I share your concern about the need to clone a table structure in a user-friendly manner. Unfortunately, table “styles” are presently not usable.

  • they don’t record cell merges
    This is obvious on your example where the first row is a single merged cell. This probably results from the fact that the “style” doesn’t keep the dimensions of the model: you can still change the number of columns when inserting a table based on a “style”. This dynamic aspect is incompatible with merged cells (as the requested number of columns may differ). The variable number of rows is less critical but you can have the same “situation” vertically with the same consequence.
  • they don’t follow your background pattern
    I think this is a consequence of the macro implementation. I feel (I’m no developer) that table “styles” are in fact a set of “simple” macros with rudimentary firing criteria. One of these is background painting. It looks as if only alternating background colours are possible as soon as some background is detected.
    I complicated your model by adding column background and inserted a table with a different number of columns. I got an unmanageable mess with alternating column background overlaid by row background. And how the macros chose to group background colours is a mystery.
  • the macros always fire to replace your intentional formatting by theirs.

For me, the only viable solution is to copy an existing table.


PS: I noticed your example table was not configured for repeating the heading rows (Text Flow tab in table properties). You probably forgot it when preparing the sample. Anyway, it doesn’t change the problem.

Copying the table somehow is best, this is another way to do that. If you will use the table layout across more than one document or in a long document add your table to AutoText.

  • Format your table as you want it but empty of data.
    • Use Table Properties to set number of rows to repeat on new page and whether you want rows to split
    • Consider using style Table Heading for the table headings, you could make a derived style if you want two different types of heading
    • Are any columns to be formatted as number?
    • Will the heading names always be the same? If so you could include them
  • Select the table complete and click Tools > AutoText (Ctrl+F3), a dialogue box will open
  • Give your table a name, e.g. My Table 1 , in the shortcut field it will suggest a shortened version like MT1
  • Select My AutoText as a location unless you use a different scheme
  • Click the button AutoText and click New. You can Close the dialogue box now.
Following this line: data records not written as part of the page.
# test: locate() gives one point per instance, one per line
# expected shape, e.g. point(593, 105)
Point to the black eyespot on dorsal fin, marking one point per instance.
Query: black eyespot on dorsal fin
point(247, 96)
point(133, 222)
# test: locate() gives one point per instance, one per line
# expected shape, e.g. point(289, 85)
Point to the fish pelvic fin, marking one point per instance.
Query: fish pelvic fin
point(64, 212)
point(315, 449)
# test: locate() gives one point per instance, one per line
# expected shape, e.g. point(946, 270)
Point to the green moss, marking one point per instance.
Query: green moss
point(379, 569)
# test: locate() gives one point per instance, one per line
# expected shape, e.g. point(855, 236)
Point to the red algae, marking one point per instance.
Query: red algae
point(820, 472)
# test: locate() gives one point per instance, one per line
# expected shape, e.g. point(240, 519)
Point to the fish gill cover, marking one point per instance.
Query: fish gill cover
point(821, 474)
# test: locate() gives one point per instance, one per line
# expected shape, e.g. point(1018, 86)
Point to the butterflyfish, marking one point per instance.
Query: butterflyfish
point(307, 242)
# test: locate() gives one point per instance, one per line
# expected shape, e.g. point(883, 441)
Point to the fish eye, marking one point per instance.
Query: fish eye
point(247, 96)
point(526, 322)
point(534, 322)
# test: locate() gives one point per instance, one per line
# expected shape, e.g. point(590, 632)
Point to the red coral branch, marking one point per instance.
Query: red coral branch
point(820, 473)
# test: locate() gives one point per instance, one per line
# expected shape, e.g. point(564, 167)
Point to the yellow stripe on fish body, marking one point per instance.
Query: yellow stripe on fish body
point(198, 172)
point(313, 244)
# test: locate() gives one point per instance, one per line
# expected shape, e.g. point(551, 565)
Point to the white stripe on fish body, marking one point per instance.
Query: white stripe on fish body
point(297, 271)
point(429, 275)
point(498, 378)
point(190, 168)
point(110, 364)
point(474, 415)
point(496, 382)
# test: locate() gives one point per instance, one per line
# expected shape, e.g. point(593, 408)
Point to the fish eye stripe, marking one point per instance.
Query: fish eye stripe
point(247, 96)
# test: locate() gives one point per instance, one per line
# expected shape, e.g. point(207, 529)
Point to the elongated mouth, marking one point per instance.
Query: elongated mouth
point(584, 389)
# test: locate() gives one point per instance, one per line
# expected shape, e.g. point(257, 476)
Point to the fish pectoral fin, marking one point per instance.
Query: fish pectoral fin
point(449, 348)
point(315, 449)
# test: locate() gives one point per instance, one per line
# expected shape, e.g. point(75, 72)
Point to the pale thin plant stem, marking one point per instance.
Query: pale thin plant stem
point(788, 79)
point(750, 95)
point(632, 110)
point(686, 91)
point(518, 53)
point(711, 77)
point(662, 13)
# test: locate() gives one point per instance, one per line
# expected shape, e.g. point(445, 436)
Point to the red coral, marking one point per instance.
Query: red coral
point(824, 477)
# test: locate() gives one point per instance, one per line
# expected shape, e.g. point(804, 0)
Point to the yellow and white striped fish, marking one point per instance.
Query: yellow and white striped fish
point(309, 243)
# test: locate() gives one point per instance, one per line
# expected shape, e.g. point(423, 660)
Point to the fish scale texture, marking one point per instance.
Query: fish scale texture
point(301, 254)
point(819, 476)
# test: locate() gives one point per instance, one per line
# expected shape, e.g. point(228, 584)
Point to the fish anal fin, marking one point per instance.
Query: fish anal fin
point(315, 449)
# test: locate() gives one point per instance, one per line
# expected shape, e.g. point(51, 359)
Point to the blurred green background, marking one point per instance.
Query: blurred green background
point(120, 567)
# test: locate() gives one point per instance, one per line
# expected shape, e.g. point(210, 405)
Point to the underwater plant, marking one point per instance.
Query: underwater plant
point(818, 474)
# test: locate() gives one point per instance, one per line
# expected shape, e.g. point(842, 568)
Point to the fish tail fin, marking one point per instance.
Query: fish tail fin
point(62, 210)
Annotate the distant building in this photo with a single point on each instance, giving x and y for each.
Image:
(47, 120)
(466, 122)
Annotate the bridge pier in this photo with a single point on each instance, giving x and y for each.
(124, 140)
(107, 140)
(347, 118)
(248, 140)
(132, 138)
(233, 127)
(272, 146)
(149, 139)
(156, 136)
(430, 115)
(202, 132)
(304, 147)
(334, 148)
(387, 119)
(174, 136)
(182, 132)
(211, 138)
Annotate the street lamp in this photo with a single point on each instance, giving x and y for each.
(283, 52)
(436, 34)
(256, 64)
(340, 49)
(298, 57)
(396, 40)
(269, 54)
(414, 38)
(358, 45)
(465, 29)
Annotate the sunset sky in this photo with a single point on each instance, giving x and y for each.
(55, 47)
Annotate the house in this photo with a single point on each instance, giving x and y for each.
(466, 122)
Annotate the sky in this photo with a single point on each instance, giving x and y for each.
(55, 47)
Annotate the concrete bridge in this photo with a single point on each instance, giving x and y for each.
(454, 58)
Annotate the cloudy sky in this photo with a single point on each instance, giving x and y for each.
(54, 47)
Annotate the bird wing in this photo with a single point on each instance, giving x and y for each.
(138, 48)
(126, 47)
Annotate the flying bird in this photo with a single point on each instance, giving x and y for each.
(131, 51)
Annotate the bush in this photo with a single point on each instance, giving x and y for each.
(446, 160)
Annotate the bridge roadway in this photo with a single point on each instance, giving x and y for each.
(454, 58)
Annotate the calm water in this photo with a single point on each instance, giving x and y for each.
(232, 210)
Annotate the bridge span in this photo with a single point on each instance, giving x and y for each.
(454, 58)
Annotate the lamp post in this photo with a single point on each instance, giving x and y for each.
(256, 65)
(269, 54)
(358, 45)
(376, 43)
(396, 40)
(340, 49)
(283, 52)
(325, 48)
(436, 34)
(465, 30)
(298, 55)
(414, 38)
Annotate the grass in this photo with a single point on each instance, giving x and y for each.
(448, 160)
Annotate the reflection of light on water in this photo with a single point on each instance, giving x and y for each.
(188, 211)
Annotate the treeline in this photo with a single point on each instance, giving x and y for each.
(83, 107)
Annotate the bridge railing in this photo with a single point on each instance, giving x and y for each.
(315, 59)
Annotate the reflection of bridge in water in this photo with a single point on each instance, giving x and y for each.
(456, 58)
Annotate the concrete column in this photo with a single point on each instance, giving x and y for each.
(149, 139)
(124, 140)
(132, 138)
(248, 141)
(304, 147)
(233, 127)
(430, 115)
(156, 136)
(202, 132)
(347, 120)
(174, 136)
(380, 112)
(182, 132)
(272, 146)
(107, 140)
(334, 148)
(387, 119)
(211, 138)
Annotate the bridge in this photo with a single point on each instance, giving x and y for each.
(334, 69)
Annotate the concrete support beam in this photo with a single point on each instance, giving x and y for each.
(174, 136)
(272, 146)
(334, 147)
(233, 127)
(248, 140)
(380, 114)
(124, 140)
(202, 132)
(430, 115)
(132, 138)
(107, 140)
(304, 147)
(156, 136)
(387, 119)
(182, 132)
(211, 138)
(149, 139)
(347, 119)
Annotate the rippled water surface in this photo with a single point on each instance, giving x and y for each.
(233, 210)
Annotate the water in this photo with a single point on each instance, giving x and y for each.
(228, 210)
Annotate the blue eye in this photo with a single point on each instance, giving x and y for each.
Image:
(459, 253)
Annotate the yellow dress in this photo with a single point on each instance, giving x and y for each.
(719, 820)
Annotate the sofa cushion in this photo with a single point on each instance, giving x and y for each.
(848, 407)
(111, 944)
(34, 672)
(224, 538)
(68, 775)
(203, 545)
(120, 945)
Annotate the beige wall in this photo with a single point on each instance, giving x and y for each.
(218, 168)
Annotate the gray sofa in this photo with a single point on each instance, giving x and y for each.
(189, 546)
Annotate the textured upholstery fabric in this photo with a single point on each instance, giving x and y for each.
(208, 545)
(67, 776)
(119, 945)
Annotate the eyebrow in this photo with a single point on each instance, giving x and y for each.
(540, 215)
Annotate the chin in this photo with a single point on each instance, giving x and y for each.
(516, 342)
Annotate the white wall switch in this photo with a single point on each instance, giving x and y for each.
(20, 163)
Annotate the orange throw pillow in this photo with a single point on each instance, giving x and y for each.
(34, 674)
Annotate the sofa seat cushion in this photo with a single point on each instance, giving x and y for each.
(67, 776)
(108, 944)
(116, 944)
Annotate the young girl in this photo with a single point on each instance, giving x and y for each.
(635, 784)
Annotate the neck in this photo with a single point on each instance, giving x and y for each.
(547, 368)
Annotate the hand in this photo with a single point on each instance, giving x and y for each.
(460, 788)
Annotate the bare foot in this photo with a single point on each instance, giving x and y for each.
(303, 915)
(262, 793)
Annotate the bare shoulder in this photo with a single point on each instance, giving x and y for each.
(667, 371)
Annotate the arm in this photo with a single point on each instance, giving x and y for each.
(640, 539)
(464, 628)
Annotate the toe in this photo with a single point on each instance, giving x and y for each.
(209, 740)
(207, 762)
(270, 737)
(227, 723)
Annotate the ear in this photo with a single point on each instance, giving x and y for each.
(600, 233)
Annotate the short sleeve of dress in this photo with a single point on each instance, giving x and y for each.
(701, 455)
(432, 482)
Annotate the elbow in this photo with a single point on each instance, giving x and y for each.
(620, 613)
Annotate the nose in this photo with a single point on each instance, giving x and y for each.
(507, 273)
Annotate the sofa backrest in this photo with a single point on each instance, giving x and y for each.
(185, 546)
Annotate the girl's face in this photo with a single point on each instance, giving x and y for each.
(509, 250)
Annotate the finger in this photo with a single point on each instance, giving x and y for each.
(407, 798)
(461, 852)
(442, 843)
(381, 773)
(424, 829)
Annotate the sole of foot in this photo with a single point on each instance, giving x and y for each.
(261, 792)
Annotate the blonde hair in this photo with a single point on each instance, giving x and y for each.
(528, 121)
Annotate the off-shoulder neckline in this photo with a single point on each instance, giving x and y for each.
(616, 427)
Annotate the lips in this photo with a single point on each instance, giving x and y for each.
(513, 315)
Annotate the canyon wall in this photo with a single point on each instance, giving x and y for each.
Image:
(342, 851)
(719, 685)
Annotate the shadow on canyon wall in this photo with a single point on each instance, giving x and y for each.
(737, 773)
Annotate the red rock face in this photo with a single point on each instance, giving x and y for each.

Where you want a new table just type mt1 and press F3

If you don’t need it any more, just click Tools > AutoText to open the dialogue box, select your entry, My Table 1 and press the Delete key. Confirm the deletion.

1 Like

Thank you EarnestAI for the well thought out and explained reply. While it would be nice to have the table listed when going to Table>Insert Table… along with a sample image, the method you present gets the job done.